Example 3 – Area of a regular pentagon from radius

A regular pentagon (\(n = 5\)) has circumradius \(R = 10\ \text{cm}\).

\(\frac{2\pi}{n} = \frac{2\pi}{5} = 72^\circ\).
\(\sin\left(\frac{2\pi}{5}\right) = \sin 72^\circ \approx 0.95106.\)
\[ A = \frac{n R^2}{2} \sin\left(\frac{2\pi}{n}\right) = \frac{5 \cdot 10^2}{2} \cdot 0.95106 = \frac{500}{2} \cdot 0.95106 = 250 \cdot 0.95106 \approx 237.77\ \text{cm}^2. \]

Frequently asked questions

What is the difference between apothem and radius?

The apothem is the distance from the center to the midpoint of a side, while the circumradius is the distance from the center to a vertex.
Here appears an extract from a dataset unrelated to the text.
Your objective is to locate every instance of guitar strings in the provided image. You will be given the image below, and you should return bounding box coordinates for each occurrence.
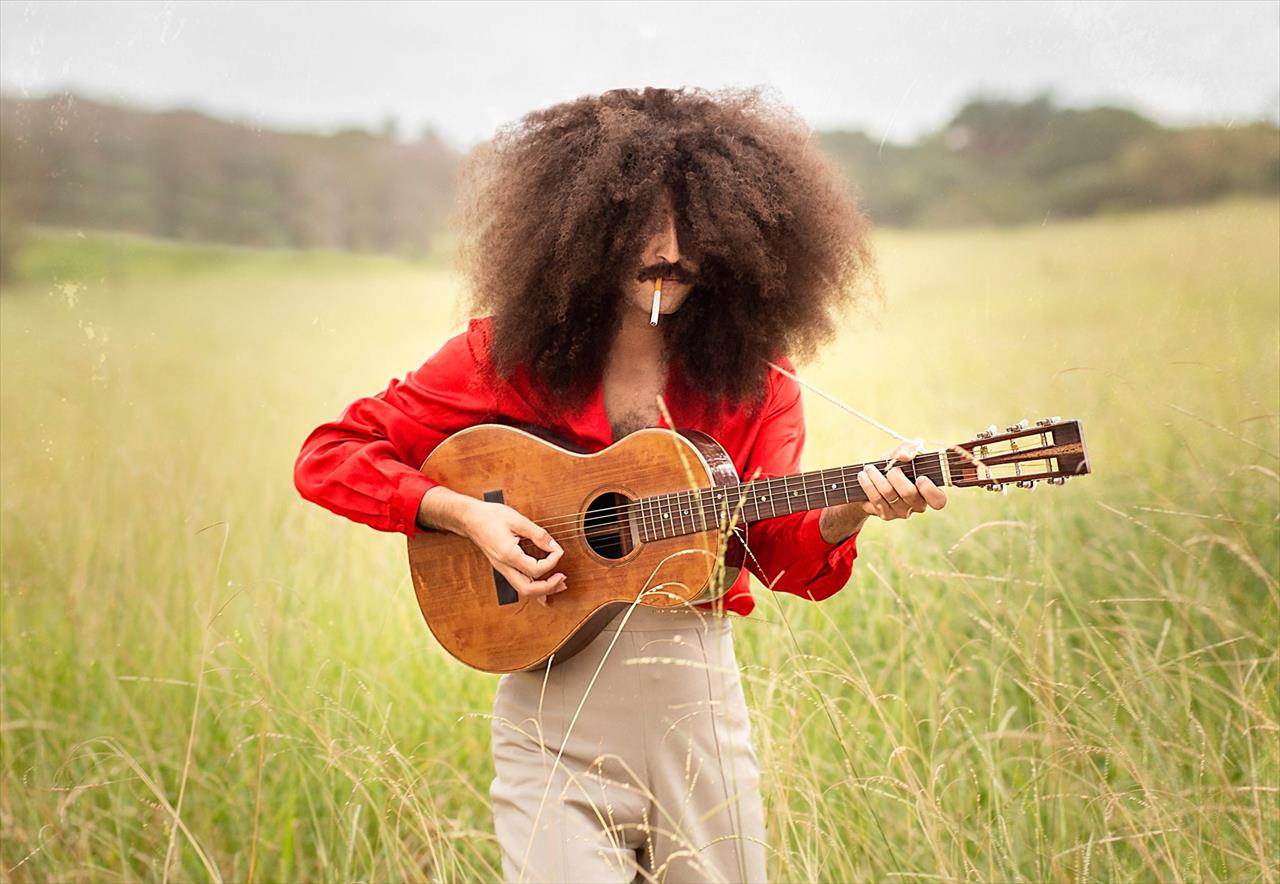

In a regular polygon, both are constant but not equal (except in a square, where \(a = R / \sqrt{2}\)).

Does the formula work for triangles and squares?

Yes. For \(n = 3\) (equilateral triangle), the formula simplifies to \[ A = \frac{\sqrt{3}}{4} s^2. \] For \(n = 4\) (square), it simplifies to \[ A = s^2. \]

What happens as the number of sides goes to infinity?

As \(n \to \infty\), a regular \(n\)-gon with fixed circumradius \(R\) approaches a circle. The area formula \[ A = \frac{n R^2}{2} \sin\left(\frac{2\pi}{n}\right) \] tends to the area of a circle, \(\pi R^2\), because \(\sin x \approx x\) for small \(x\).